Can Dündar: Ne yapılmasını savunuyorsunuz sayın Uslu?

Salim Uslu: Şimdi tek tek ayrıntıya girmeden şunu söyleyeyim; bir defa bir yasaya ilişkin hepimizin paylaştığı bir ortak konsept oluşturmak lazım. Bu sosyal devlet ruhuna uygun bir konsept oluşturmak lazım. Sadece parasal dengeleri ve değerleri gözeten bir anlayış yerine gerçekten sosyal güvenlik anlayışına, felsefesine uygun bir konsept olması lazım ve buradan bugün ortaya koyduğumuz sorunlar mevcut durumun sürdürülemezliği üzerine bina ediliyor, oysa getirilmek istenen düzenleme 70 yıl, 80 yıl sonrası çocuklarımıza yönelik bir düzenlemedir deniyor.

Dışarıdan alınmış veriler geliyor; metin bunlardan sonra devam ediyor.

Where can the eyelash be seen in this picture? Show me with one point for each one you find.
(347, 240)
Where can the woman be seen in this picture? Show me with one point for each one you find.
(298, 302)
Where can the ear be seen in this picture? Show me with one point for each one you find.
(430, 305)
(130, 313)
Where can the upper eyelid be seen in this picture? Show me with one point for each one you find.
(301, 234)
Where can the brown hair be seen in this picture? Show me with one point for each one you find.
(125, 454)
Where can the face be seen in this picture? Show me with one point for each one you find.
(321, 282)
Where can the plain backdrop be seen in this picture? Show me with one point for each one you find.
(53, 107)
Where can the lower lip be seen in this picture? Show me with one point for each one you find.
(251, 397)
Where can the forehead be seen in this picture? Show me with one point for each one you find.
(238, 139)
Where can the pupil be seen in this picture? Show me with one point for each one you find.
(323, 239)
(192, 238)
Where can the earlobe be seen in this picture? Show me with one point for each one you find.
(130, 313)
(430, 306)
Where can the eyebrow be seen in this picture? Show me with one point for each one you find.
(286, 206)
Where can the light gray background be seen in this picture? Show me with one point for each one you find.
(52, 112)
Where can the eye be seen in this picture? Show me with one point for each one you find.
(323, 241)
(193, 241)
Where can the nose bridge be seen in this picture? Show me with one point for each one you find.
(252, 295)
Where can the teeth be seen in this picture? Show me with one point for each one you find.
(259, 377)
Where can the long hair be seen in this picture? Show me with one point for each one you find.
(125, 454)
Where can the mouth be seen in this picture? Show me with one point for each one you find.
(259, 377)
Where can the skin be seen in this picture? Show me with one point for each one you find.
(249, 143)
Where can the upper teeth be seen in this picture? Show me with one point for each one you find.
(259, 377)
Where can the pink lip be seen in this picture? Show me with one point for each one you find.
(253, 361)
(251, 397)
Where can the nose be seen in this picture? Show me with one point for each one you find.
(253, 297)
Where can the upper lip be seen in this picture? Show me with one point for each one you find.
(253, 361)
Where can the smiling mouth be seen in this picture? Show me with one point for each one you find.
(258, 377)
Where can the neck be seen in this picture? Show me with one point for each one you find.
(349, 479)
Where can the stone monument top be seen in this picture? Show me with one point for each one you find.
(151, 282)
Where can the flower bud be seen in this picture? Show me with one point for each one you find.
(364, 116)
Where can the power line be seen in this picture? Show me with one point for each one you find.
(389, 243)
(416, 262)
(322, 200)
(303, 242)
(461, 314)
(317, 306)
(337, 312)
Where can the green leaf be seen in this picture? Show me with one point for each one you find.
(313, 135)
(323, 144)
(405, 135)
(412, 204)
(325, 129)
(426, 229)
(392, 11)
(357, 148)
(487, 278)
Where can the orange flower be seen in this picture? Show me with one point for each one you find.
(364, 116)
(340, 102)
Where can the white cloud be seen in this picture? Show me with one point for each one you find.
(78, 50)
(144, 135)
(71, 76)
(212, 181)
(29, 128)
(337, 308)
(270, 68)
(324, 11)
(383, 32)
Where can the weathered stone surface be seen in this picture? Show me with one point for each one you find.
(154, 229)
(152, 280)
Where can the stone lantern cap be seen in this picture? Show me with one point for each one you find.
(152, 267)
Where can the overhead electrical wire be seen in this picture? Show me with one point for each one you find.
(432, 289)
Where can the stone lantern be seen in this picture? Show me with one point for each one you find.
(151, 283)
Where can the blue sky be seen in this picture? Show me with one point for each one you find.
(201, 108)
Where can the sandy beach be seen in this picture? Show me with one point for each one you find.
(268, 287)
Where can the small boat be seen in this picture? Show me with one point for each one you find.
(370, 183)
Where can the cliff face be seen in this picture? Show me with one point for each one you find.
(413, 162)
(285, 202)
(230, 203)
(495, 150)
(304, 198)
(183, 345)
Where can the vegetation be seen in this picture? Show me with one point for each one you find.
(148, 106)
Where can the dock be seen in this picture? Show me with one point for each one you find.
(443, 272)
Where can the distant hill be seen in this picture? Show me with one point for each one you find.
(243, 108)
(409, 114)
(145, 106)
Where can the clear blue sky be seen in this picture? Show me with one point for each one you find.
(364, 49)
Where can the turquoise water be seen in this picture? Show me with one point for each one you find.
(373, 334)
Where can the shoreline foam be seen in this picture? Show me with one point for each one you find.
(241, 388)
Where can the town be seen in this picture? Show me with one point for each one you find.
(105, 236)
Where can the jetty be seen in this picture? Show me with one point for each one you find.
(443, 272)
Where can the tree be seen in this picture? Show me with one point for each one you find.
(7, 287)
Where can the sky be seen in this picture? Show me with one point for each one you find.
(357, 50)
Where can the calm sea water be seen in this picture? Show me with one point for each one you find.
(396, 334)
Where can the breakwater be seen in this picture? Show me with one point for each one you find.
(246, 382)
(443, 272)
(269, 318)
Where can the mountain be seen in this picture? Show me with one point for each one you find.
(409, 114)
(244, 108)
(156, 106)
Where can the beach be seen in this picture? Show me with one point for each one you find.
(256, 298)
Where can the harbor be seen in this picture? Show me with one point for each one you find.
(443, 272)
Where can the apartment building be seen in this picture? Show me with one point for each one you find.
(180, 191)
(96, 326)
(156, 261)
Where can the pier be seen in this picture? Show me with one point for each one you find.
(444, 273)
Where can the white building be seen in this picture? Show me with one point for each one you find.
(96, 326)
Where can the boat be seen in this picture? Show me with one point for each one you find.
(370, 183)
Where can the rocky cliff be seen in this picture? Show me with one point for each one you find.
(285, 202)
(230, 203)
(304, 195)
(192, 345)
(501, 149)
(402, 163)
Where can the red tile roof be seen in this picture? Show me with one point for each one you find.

Oysa biz sorunu bugün yaşıyoruz ve yapılacak düzenlemelerin bugün yaşanan soruna bir çaresi yok. Hani o meşhur hikayedir; hoca it’ini arıyor bir yerde sokakta kaybettiği bir yerde. Görenler diyorlar ki; hoca ne yapıyorsun, it’imi arıyorum. Burada mı yitirdin? Yok diyor o sokağın o köşesinde yitirdim. Niye burada arıyorsun diyorlar, iyi de burası aydınlık diyor, burada arıyorum. Yani şimdi burada görülen şey mevcut çalışan üzerinden ne kadar tasarruf yaparız olmaması lazım. Yani ona dikkat etmek lazım.

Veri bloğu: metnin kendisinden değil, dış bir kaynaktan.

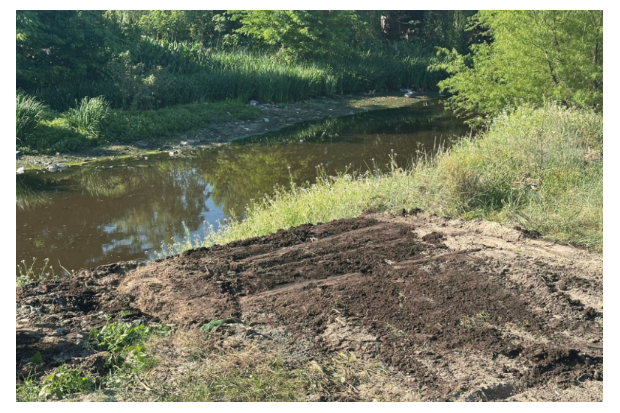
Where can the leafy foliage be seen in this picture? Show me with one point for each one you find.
(66, 381)
(60, 45)
(300, 33)
(534, 56)
(28, 114)
(121, 339)
(89, 117)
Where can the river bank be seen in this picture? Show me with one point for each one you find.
(411, 307)
(272, 117)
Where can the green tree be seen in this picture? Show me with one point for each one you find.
(300, 33)
(532, 56)
(54, 46)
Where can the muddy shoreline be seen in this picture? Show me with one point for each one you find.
(453, 310)
(273, 117)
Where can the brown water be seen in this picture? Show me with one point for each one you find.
(122, 210)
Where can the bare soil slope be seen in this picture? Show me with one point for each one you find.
(461, 311)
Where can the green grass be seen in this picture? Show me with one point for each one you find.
(89, 116)
(28, 113)
(91, 124)
(529, 169)
(157, 74)
(130, 126)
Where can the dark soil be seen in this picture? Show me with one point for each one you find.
(465, 311)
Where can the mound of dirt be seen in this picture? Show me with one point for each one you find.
(465, 311)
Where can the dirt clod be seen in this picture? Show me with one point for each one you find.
(463, 311)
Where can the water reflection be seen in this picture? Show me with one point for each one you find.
(118, 210)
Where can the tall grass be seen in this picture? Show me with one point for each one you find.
(158, 74)
(89, 117)
(28, 113)
(531, 168)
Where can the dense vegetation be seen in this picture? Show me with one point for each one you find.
(533, 79)
(150, 60)
(533, 56)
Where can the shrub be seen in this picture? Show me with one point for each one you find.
(89, 117)
(29, 111)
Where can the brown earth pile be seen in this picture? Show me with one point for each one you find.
(462, 311)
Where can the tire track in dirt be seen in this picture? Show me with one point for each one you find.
(465, 310)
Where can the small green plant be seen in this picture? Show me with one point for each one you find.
(89, 117)
(66, 381)
(122, 339)
(31, 273)
(29, 112)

Can Dündar: Teşekkür ederim.

Salim Uslu: Mesela ben olsaydım ne yapardım’ı 1-2 cümleyle şey yapayım.

Can Dündar: Çok kısa.

Salim Uslu: Bir defa kamu personel reformunu bununla birlikte eş zamanlı yapardım, işçi memur tanımını yeni baştan yapardım. İkincisi, kayıt dışı istihdamda 11 milyon 400 bin kişi çalışıyor, toplam sivil işgücü içerisinde yani sistemin dışında kalanlara baktığınız zaman. Bunu sistemin içerisine alırdım. 5510 sayılı yasa bu getirilen düzenlemeden daha ehvendir ve bir kabul vardır toplumda. Bunu varsa gerekli düzeltmeleri yapar orada kalırdım ve bu yasayla eş zamanlı olarak sayın bakanım ILO normlarına da uygun olarak iş güvencesi yasasını mutlaka değiştirmemiz lazım. Yani iş güvencesinde işe iade sistemini getirmemiz lazım. Aksi halde sistemde uzun süre kalmayı o yaptığınız hesapta belli artışlar getiriyorsunuz, yani işçi de zannediyorum bir 6 milyon liralık filan bir artış getiriyor. İş güvencesi yasası olmazsa 6 milyon lira sistemde kalmak için cazip değil, tam tersinde sistemden emeklilikten umudunu kesen kaçmaya başlayacaklardır. O nedenle iş güvencesi yasası ve işe iadeyi getirin ki hiç olmazsa mutlak anlamda bir iş güvencesi sağlamış olalım. 2821, 22 eş zamanlı bununla beraber mutlaka değiştirelim. Bir de bu eylemle ilgili bir küçük şey söyleyeyim. Demokrasilerde, demokratik sistemlerde sendikalar bir anlamda erken uyarı sistemidir. Sendikalar bir yerde bağırmaya başladığında, itiraz etmeye başladığında demokrasilerde o sese kulak vermek gerekir, oradaki mesajı almak ve oturup düzeltmek gerekir. Şimdi sayın başbakan 3 Ocak toplantısında ekonomik sosyal konsey toplantısında bu görüş ve önerilerden sürecin her aşamasında istifade edilecektir diyor, devamlı her türlü katkıya hazırız diyor, sizde aynı şeyleri söylüyorsunuz. Bence yarından geci yok hemen oturup bir şekilde teknik çalışmalara başlamak lazım. Farklı görüşler olabilir, farklı sistem önerileri olabilir ama bu sistemin ıslahı ya da sürdürülebilirliği bakımından çalışmaların devam etmesinde fayda var. Bir de bu açıklar konusunda, o da hükümetinizi yakından ilgilendiriyor, hepimizi ilgilendiriyor. Şu anda kayıt dışı istihdamın vergi ve sigorta kayıt miktarı 26 milyar YTL’dir. Bunu biz şayet sisteme katabilecek mekanizmaları harekete geçirebilirsek sosyal sigortalar sisteminin açığından bahsetmemiz mümkün değil.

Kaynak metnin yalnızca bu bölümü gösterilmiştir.